Context
You’re on the Data Platform team at PayWave, a large fintech that powers card-not-present payments for ~120K merchants. PayWave processes customer checkout and risk events from web/mobile SDKs and backend services to drive real-time fraud scoring, merchant dashboards, and revenue reporting. The business is sensitive to data correctness: duplicate “payment_authorized” or “chargeback_created” events can inflate GMV, distort fraud model features, and trigger incorrect merchant alerts.
Last night, a deploy introduced a bug in one of the logging libraries used by the Checkout API. For 4 hours, the service emitted duplicate events (same logical event, repeated 2–5 times) into the event stream. The bug is now fixed at the source, but the duplicates have already landed in your lake/warehouse and have been consumed by downstream pipelines. Leadership asks you to clean up the duplicates without downtime: dashboards must remain available, fraud scoring must keep running, and you must be able to explain and audit what changed.
Current architecture (simplified)
- Producers (Checkout API, Risk service, Web SDK) publish JSON events to Kafka.
- Spark Structured Streaming consumes Kafka and writes to S3 in Parquet (raw bronze).
- Snowpipe loads raw Parquet into Snowflake (
raw.events).
- dbt builds curated tables (
analytics.payments, analytics.fraud_features) incrementally every 15 minutes.
- Airflow orchestrates dbt runs, backfills, and data quality checks.
Scale requirements
- Peak ingestion: 250K events/sec (normal), up to 400K events/sec during campaigns.
- Event size: ~1.2 KB average JSON.
- Daily volume: ~8–12 TB raw Parquet; ~4–6 TB in Snowflake raw.
- SLA: curated tables queryable within <10 minutes of event time.
- Incident window: 4 hours, duplicates factor 2–5x, affecting ~30% of traffic.
- Retention: raw Kafka 3 days, S3 bronze 180 days, Snowflake raw 90 days.
Data characteristics
Event schema (core fields)
| Field | Type | Notes |
|---|
| event_id | string | UUID generated by producer (not reliable during incident; duplicates may share or may differ) |
| event_type | string | e.g., payment_authorized, payment_captured, refund_issued |
| merchant_id | string | high cardinality |
| payment_id | string | stable business key for payment lifecycle |
| amount_cents | int | |
| currency | string | |
| event_ts | timestamp | producer timestamp |
| ingest_ts | timestamp | set by streaming job |
| payload | variant/json | nested metadata |
Quality issues introduced by the bug
- Duplicates are not guaranteed to have identical
event_id.
- Duplicates are logically identical by a composite of business fields (e.g.,
payment_id, event_type, amount_cents, event_ts), but may differ in ingest_ts and minor payload fields.

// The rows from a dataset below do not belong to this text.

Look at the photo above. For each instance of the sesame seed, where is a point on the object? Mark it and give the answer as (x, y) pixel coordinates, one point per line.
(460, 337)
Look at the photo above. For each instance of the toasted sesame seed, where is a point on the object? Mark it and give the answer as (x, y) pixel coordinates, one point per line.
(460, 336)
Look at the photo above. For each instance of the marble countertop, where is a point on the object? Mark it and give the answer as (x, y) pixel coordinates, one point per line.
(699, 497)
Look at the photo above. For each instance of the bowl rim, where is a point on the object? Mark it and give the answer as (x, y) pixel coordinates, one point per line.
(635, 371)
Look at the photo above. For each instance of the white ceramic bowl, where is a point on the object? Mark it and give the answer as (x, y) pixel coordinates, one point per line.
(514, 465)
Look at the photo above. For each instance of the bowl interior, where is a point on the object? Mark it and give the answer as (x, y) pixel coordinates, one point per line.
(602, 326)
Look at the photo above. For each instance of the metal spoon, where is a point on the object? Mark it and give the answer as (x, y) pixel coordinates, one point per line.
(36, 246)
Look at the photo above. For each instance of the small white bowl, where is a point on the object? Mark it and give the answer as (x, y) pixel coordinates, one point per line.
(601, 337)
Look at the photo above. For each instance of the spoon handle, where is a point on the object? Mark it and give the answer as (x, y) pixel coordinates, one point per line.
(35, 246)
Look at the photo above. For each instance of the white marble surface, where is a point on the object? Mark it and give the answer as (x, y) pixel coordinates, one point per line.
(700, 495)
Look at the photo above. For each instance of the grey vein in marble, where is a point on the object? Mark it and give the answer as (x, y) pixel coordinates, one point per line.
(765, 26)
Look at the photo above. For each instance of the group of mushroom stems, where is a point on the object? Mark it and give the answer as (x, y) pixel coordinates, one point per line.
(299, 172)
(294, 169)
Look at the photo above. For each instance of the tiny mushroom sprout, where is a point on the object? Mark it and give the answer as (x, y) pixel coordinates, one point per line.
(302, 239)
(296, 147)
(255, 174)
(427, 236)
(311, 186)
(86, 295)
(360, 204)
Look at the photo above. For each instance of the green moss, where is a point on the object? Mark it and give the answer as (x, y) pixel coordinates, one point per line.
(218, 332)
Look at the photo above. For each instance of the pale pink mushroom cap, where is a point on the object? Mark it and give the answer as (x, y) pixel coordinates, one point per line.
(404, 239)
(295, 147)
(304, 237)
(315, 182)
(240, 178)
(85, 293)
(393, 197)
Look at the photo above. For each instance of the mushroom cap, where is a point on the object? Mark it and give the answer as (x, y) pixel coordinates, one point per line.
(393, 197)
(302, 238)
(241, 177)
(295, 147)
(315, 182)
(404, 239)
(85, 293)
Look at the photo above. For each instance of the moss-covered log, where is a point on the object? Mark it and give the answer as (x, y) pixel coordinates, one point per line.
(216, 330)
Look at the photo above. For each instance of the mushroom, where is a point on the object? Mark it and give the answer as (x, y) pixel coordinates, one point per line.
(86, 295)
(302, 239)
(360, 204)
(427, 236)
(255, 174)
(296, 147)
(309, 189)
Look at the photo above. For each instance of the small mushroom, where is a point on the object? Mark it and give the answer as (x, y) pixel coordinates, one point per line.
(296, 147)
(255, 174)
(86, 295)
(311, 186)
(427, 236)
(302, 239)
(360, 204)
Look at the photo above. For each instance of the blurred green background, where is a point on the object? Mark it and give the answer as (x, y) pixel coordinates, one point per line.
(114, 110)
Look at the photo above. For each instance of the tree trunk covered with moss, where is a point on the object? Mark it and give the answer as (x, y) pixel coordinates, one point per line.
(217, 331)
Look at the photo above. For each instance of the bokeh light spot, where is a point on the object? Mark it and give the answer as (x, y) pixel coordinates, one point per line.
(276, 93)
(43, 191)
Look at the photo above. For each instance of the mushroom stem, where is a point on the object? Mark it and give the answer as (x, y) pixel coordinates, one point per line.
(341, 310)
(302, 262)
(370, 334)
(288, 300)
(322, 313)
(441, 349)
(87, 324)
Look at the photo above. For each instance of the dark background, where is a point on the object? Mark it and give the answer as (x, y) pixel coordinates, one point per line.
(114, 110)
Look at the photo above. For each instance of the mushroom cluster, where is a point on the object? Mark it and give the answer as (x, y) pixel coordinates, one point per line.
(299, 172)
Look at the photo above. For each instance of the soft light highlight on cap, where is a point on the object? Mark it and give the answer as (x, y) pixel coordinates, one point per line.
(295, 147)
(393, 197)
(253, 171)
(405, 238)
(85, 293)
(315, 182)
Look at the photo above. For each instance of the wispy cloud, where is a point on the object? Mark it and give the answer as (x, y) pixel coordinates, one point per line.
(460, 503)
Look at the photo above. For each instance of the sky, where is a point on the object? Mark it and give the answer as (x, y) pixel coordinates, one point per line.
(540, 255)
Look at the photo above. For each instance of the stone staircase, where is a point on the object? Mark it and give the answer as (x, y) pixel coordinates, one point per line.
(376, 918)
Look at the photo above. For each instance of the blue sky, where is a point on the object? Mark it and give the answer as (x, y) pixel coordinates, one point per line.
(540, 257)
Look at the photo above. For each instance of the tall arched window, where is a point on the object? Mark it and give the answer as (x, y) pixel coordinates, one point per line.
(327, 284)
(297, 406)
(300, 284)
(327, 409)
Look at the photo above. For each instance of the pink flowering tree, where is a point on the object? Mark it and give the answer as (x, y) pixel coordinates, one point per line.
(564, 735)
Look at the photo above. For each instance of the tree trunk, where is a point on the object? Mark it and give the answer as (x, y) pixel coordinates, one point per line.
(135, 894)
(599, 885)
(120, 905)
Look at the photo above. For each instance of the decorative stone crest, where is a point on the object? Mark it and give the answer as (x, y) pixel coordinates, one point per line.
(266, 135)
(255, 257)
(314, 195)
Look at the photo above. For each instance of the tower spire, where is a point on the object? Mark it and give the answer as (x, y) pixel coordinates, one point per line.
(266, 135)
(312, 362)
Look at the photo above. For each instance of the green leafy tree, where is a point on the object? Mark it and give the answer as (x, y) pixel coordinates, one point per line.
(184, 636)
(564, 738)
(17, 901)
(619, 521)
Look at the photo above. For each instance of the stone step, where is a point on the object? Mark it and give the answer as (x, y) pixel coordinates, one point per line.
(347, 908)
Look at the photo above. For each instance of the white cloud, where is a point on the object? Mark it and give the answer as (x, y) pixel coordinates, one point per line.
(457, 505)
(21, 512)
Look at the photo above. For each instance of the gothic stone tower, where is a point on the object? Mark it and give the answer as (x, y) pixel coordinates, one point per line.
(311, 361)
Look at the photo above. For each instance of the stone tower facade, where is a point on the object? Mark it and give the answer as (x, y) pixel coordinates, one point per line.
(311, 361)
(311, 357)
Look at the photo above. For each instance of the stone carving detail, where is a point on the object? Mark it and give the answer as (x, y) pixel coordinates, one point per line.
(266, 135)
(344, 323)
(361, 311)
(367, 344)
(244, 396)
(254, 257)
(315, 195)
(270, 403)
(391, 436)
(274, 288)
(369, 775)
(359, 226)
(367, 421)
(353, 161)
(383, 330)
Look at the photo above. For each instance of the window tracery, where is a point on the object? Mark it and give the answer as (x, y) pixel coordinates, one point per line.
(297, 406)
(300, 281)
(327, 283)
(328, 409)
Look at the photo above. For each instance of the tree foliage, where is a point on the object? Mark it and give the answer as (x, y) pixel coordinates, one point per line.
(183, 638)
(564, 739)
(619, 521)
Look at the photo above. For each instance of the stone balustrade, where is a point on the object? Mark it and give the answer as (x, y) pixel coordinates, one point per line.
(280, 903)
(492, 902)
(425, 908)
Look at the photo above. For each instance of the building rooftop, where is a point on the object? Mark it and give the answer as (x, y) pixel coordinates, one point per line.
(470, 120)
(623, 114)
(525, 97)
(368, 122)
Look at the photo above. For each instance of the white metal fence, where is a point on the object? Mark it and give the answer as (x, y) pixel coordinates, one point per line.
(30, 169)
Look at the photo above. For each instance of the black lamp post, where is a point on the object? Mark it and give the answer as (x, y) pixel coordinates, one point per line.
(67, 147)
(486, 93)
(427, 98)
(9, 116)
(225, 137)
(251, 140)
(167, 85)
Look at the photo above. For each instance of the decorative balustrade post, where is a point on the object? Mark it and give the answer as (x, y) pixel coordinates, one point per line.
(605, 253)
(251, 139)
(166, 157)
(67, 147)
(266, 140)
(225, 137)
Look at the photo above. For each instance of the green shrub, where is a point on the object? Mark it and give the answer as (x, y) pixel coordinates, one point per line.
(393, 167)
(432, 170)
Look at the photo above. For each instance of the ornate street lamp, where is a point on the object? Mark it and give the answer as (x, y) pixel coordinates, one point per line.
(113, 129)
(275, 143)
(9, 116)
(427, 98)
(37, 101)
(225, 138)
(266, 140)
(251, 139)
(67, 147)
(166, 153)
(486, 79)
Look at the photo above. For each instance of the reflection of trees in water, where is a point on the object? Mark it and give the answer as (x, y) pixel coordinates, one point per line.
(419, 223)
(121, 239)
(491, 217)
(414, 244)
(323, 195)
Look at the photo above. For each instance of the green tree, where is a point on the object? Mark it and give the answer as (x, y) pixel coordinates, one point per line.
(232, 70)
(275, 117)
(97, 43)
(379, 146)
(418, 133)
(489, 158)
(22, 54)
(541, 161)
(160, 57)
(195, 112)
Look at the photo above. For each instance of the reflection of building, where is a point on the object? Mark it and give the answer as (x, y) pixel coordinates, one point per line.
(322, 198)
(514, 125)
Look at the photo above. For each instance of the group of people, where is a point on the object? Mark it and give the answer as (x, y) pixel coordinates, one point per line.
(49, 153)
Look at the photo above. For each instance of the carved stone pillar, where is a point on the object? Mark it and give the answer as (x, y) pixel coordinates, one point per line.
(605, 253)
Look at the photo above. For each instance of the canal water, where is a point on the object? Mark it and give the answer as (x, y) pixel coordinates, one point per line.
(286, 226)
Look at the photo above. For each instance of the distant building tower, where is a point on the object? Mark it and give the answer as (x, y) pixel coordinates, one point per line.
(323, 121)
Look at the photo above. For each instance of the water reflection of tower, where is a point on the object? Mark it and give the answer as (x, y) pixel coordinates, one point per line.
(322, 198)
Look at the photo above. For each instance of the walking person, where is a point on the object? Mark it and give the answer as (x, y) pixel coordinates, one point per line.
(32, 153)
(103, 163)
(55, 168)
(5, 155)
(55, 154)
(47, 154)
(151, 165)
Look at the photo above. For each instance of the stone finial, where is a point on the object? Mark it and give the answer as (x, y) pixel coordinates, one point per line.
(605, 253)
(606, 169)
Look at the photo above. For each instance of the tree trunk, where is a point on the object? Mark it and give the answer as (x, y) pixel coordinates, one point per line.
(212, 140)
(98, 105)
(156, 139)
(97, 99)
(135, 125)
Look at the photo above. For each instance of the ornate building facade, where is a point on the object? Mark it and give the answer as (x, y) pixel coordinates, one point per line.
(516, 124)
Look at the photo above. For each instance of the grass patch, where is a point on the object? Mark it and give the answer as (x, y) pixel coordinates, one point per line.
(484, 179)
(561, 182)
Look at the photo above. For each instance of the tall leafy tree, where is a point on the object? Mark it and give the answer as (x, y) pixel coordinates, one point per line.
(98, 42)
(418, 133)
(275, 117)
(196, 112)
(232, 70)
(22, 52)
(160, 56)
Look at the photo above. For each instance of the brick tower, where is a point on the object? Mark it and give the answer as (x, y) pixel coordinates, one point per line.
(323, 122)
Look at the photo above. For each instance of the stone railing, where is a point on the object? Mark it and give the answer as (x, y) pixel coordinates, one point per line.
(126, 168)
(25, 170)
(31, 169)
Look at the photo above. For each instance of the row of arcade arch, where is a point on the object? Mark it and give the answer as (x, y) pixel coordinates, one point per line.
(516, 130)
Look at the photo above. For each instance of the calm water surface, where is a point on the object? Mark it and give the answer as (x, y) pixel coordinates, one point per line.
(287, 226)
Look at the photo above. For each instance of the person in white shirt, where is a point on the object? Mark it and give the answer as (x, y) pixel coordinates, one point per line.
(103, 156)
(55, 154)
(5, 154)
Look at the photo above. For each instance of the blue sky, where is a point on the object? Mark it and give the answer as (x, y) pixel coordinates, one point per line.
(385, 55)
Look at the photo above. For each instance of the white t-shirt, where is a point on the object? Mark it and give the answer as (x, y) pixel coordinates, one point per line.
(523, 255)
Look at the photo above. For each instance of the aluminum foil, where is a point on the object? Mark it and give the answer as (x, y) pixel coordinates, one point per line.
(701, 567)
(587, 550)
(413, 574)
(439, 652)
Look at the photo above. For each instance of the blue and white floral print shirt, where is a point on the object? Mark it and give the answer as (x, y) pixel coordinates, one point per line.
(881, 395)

- Events can arrive late (up to 2 hours) due to mobile offline buffering.
Your task
Design a zero-downtime remediation plan that:
- Stops further duplication impact (prevent new duplicates from being materialized) while keeping streaming online.
- Identifies the affected time window precisely and quantifies impact (counts by event_type/merchant, downstream table deltas).
- Deduplicates raw and curated datasets for the 4-hour window, without breaking consumers or requiring a full reload.
- Ensures idempotent reprocessing (safe to retry) and handles late-arriving data that overlaps the incident window.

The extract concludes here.